There were, however, two unavoidable shortcomings to the Allied punishment of German war criminals. The presence of Soviet prosecutors and Soviet judges was interpreted by many commentators from Germany and Eastern Europe as evidence of hypocrisy. The behaviour of the Red Army, and Soviet practice in the lands it had ‘liberated’, were no secret—indeed, they were perhaps better known and publicized then than in later years. And the purges and massacres of the 1930s were still fresh in many people’s memory. To have the Soviets sitting in judgment on the Nazis—sometimes for crimes they had themselves committed—devalued the Nuremberg and other trials and made them seem exclusively an exercise in anti-German vengeance. In the words of George Kennan: ‘The only implication this procedure could convey was, after all, that such crimes were justifiable and forgivable when committed by the leaders of one government, under one set of circumstances, but unjustifiable and unforgivable, and to be punished by death, when committed by another government under another set of circumstances.’

The Soviet presence at Nuremberg was the price paid for the wartime alliance and for the Red Army’s pre-eminent role in Hitler’s defeat. But the second shortcoming of the trials was inherent in the very nature of judicial process. Precisely because the personal guilt of the Nazi leadership, beginning with Hitler himself, was so fully and carefully established, many Germans felt licensed to believe that the rest of the nation was innocent, that Germans in the collective were as much passive victims of Nazism as anyone else. The crimes of the Nazis might have been ‘committed in the name of Germany’ (to quote the former German Chancellor Helmut Kohl, speaking half a century later), but there was little genuine appreciation that they had been perpetrated by Germans.

Germany and Austria: Allied Occupation Sectors

The Americans in particular were well aware of this and immediately initiated a programme of re-education and denazification in their zone, whose objective was to abolish the Nazi Party, tear up its roots and plant the seeds of democracy and liberty in German public life. The US Army in Germany was accompanied by a host of psychologists and other specialists, whose assigned task was to discover just why the Germans had strayed so far. The British undertook similar projects, though with greater skepticism and fewer resources. The French showed very little interest in the matter. The Soviets, on the other hand, were initially in full agreement and aggressive denazification measures were one of the few issues on which the Allied Occupation authorities could agree, at least for a while.
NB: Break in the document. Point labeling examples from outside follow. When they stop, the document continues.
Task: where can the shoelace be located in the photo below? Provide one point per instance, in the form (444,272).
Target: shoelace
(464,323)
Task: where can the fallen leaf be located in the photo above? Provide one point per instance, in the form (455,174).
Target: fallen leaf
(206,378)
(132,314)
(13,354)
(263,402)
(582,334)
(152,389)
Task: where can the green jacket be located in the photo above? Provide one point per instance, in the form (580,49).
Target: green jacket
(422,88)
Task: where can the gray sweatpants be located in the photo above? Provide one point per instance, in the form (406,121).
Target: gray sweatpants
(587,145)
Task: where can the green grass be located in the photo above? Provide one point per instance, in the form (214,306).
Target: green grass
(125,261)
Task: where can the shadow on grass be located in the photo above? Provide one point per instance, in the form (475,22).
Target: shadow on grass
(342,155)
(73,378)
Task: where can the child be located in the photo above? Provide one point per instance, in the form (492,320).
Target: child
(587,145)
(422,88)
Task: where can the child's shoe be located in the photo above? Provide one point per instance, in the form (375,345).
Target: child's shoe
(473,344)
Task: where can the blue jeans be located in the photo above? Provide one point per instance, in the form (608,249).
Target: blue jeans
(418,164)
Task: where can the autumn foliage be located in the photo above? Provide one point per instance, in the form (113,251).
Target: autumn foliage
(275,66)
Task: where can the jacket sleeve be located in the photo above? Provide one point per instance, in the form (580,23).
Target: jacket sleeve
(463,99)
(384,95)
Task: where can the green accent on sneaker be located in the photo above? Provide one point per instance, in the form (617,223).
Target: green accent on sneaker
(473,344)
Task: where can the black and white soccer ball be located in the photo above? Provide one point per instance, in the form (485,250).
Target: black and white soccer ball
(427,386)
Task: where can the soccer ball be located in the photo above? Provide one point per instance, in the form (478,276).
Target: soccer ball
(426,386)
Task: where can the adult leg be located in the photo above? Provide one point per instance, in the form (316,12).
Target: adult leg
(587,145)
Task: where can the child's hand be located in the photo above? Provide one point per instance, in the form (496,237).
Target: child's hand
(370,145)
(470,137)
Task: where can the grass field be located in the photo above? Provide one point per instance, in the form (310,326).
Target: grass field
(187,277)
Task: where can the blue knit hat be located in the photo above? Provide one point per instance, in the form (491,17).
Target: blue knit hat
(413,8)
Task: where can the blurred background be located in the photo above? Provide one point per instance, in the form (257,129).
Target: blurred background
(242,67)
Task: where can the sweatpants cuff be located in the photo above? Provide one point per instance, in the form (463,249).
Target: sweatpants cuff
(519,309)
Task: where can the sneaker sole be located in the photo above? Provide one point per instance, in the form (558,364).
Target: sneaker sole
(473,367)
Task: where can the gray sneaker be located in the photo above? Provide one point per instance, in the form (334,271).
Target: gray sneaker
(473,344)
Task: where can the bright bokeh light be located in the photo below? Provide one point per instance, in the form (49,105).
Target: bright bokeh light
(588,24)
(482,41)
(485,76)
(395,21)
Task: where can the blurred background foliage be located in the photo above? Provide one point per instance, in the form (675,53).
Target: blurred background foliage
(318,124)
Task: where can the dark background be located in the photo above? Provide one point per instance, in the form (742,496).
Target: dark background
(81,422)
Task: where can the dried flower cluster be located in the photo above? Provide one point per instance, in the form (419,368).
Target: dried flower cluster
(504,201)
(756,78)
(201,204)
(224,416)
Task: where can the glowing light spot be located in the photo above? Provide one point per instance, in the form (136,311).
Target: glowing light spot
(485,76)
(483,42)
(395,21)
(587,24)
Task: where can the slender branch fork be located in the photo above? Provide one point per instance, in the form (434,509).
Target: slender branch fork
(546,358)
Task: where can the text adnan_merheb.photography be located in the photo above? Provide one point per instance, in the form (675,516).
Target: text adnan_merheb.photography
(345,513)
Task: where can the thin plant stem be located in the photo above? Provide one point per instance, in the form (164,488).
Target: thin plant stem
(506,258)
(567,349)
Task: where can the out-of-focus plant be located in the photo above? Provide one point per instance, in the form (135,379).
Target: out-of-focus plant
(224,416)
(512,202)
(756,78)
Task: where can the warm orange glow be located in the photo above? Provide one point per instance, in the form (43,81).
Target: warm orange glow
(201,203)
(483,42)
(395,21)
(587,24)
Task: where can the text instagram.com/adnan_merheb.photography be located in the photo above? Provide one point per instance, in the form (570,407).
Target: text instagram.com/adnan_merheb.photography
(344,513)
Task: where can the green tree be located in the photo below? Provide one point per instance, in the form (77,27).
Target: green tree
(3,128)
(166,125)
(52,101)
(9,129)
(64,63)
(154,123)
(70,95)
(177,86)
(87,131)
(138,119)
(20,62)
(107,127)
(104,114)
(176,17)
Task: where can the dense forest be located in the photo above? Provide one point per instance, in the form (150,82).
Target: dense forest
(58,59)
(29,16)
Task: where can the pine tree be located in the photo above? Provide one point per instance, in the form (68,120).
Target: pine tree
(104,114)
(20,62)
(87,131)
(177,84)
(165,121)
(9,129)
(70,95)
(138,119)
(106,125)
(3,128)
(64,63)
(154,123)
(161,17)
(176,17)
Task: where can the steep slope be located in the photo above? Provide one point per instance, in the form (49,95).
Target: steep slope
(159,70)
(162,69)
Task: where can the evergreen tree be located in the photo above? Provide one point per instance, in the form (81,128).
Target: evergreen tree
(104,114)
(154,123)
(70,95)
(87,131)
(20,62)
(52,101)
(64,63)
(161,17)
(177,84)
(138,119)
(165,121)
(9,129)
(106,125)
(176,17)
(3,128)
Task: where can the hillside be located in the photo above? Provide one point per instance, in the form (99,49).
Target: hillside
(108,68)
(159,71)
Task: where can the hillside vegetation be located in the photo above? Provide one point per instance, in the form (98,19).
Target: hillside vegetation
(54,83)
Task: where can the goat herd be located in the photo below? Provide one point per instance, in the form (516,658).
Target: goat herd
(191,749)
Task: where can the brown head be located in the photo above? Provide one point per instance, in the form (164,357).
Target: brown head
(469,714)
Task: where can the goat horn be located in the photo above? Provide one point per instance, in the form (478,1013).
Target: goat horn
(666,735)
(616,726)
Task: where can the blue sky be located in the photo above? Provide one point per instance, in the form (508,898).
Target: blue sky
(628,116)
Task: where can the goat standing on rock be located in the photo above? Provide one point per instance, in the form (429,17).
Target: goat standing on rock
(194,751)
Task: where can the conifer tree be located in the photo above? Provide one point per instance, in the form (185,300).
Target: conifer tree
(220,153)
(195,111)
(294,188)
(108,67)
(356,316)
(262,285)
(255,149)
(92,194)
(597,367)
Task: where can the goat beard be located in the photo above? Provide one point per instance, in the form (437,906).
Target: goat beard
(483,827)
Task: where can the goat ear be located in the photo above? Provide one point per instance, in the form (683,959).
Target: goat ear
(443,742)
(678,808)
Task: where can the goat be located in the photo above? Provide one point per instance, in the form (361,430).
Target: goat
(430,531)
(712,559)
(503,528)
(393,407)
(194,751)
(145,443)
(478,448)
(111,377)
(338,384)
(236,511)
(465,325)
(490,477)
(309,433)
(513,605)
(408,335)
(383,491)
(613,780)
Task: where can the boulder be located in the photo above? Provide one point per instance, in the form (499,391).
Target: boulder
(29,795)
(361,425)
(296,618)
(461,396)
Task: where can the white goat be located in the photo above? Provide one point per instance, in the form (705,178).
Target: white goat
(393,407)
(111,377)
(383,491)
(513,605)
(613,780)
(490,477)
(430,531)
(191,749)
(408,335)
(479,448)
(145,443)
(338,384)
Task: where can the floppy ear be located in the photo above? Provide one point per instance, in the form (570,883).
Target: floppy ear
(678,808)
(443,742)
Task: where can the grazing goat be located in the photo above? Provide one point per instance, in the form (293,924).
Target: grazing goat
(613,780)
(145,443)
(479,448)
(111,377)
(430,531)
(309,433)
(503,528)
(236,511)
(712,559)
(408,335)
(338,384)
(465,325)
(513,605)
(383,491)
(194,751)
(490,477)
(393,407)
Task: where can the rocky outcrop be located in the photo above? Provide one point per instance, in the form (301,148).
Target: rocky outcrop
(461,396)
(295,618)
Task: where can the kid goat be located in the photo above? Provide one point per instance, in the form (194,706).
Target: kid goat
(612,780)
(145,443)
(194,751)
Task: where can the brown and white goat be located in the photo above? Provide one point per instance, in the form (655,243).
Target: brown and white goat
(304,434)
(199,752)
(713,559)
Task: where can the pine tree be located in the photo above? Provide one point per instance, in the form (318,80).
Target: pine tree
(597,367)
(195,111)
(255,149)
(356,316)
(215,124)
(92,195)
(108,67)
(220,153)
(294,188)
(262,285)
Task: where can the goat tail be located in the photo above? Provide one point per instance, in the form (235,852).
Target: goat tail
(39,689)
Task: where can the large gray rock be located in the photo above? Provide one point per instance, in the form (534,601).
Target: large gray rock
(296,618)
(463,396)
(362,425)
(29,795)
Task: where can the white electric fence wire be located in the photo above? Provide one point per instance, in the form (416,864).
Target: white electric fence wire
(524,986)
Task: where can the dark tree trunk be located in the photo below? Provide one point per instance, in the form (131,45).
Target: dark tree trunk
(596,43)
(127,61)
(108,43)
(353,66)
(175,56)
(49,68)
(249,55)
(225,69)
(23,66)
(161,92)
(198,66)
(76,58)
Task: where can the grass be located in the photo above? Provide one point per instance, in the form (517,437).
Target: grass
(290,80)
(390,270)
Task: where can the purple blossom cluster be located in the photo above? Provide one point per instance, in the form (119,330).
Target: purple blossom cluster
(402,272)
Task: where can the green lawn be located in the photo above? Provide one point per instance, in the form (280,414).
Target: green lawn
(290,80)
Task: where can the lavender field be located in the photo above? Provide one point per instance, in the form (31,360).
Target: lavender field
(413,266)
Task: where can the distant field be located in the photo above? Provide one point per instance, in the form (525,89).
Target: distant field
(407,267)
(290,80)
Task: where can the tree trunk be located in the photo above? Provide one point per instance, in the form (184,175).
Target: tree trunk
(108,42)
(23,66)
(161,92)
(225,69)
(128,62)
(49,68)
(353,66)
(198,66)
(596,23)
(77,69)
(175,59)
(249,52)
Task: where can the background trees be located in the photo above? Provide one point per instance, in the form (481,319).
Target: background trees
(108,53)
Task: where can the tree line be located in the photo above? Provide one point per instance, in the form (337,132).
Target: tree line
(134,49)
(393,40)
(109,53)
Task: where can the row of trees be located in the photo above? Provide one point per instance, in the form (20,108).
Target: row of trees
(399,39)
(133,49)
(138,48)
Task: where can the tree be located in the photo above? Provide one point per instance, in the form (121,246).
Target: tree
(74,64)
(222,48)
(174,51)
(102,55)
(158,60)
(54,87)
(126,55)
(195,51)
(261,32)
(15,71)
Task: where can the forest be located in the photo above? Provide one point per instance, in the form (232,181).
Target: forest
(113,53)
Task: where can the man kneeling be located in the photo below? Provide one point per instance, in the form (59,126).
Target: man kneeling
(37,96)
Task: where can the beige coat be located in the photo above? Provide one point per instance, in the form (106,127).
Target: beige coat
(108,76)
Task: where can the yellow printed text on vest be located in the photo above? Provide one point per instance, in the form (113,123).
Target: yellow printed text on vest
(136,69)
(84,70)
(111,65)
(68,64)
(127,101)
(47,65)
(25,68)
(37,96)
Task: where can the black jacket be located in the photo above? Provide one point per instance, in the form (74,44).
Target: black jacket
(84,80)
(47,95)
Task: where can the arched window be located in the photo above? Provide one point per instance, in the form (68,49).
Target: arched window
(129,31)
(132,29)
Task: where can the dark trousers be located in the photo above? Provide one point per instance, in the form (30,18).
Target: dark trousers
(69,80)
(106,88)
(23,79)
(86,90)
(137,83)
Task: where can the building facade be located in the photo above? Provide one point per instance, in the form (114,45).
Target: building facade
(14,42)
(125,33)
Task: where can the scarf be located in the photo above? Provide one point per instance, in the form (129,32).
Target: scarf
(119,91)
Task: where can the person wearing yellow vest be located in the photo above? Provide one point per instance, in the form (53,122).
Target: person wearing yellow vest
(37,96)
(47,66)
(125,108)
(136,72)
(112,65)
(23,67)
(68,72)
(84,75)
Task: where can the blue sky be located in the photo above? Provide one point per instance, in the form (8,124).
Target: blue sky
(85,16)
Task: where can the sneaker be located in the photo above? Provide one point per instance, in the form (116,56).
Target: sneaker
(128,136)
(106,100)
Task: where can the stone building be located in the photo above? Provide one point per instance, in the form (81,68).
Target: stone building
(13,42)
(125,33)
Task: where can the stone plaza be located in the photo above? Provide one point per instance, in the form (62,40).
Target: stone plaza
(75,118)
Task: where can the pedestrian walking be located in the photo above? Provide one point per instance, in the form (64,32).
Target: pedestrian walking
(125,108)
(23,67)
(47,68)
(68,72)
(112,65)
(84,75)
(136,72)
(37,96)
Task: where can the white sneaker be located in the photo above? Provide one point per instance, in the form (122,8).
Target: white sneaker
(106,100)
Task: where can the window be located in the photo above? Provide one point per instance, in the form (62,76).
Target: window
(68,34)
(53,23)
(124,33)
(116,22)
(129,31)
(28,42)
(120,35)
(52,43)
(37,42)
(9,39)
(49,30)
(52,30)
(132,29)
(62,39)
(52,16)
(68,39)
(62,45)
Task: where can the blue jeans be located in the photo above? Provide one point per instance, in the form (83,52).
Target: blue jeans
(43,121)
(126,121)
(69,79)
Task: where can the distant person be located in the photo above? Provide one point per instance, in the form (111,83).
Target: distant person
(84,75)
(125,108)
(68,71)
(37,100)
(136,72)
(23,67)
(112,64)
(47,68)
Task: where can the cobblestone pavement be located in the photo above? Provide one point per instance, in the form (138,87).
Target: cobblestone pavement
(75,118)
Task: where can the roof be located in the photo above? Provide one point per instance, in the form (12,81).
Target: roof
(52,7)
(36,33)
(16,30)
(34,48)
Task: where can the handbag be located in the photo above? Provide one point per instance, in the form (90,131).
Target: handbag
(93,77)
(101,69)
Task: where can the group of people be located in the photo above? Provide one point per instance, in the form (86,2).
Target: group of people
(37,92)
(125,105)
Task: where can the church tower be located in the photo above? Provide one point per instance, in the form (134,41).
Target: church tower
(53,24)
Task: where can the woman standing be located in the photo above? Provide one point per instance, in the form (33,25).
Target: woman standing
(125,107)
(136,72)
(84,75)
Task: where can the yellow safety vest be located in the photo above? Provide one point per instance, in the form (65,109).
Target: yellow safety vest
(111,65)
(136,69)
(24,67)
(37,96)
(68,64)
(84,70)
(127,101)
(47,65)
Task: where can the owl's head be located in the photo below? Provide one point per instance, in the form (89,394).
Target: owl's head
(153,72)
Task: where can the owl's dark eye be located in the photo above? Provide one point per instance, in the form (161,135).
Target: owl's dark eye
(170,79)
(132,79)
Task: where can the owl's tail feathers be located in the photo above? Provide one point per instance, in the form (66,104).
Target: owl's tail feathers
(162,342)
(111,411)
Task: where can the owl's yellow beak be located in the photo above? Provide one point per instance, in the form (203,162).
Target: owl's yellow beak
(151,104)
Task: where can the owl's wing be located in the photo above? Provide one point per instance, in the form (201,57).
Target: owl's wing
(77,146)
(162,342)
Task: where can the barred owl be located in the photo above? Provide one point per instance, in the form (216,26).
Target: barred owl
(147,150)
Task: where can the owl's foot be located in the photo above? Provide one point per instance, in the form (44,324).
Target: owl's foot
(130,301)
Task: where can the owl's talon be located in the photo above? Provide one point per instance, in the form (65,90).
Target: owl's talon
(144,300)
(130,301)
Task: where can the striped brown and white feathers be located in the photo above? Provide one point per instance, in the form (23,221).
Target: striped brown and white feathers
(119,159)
The real problem with any consistent programme aimed at rooting out Nazism from German life was that it was simply not practicable in the circumstances of 1945. In the words of General Lucius Clay, the American Military Commander, ‘our major administrative problem was to find reasonably competent Germans who had not been affiliated or associated in some way with the Nazi regime… All too often, it seems that the only men with the qualifications… are the career civil servants… a great proportion of whom were more than nominal participants (by our definition) in the activities of the Nazi Party.’

Clay did not exaggerate. On May 8th 1945, when the war in Europe ended, there were 8 million Nazis in Germany. In Bonn, 102 out of 112 doctors were or had been Party members. In the shattered city of Cologne, of the 21 specialists in the city waterworks office—whose skills were vital for the reconstruction of water and sewage systems and in the prevention of disease—18 had been Nazis. Civil administration, public health, urban reconstruction and private enterprise in post-war Germany would inevitably be undertaken by men like this, albeit under Allied supervision. There could be no question of simply expunging them from German affairs.